このため、今年度は、医療及び介護の関係者による「在宅医療・介護連携推進会議」を設置し、連携に向けた諸課題について、積極的な意見交換を行っております。
また、先日、関係者70名ほどが参加し、「多職種連携研修会」を開催しました。
研修会では、千葉大学予防医学センターの藤田教授による基調講演やグループワーク等を行い、情報の共有と相互交流を図ったところであります。
今後につきましては、「在宅医療・介護連携推進会議」の中に専門部会を設け、連携に係る具体的な諸課題について、集中的に議論してまいります。
また、多職種連携研修会についても、継続的に開催し、「顔の見える関係づくり」を深めてまいりたいと考えております。
2025年問題そして在宅医療者数がピークを迎えるという2035年に向けた対策として、市民の健康寿命をいかに伸ばしていくのかが、重要な課題になりますが、現在、介護予防事業について、どのような取り組みをしているのか、そしてこれからどのようなことを進めていこうとしているのか、市の見解を伺います。
保健福祉部長 市では、高齢者の方が、できる限り自立して元気に生活していただけるよう、介護予防事業に積極的に取り組んでまいりました。
具体的には、高齢者健康体操普及事業や、姉崎保健福祉センター内の「はつらつ元気ルーム」の運営、認知症予防のための「脳の健康教室」、介護予防・健康増進をテーマとした講演会の開催などを行ってまいりました。

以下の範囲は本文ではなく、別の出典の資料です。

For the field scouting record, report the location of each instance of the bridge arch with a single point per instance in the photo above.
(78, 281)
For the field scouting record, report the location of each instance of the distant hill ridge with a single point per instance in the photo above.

また、本市オリジナルの健康体操である「市原市いいあんばい体操」を作成し、地域のボランティアとともに、普及促進に努めております。
今後、介護予防事業は、地域包括ケアシステムにおいて、「介護予防・日常生活支援総合事業」として、一体的に実施することとなりますので、地域における自主的な自立支援の取り組みを促進できるよう、さらに検討を進めてまいりたいと考えております。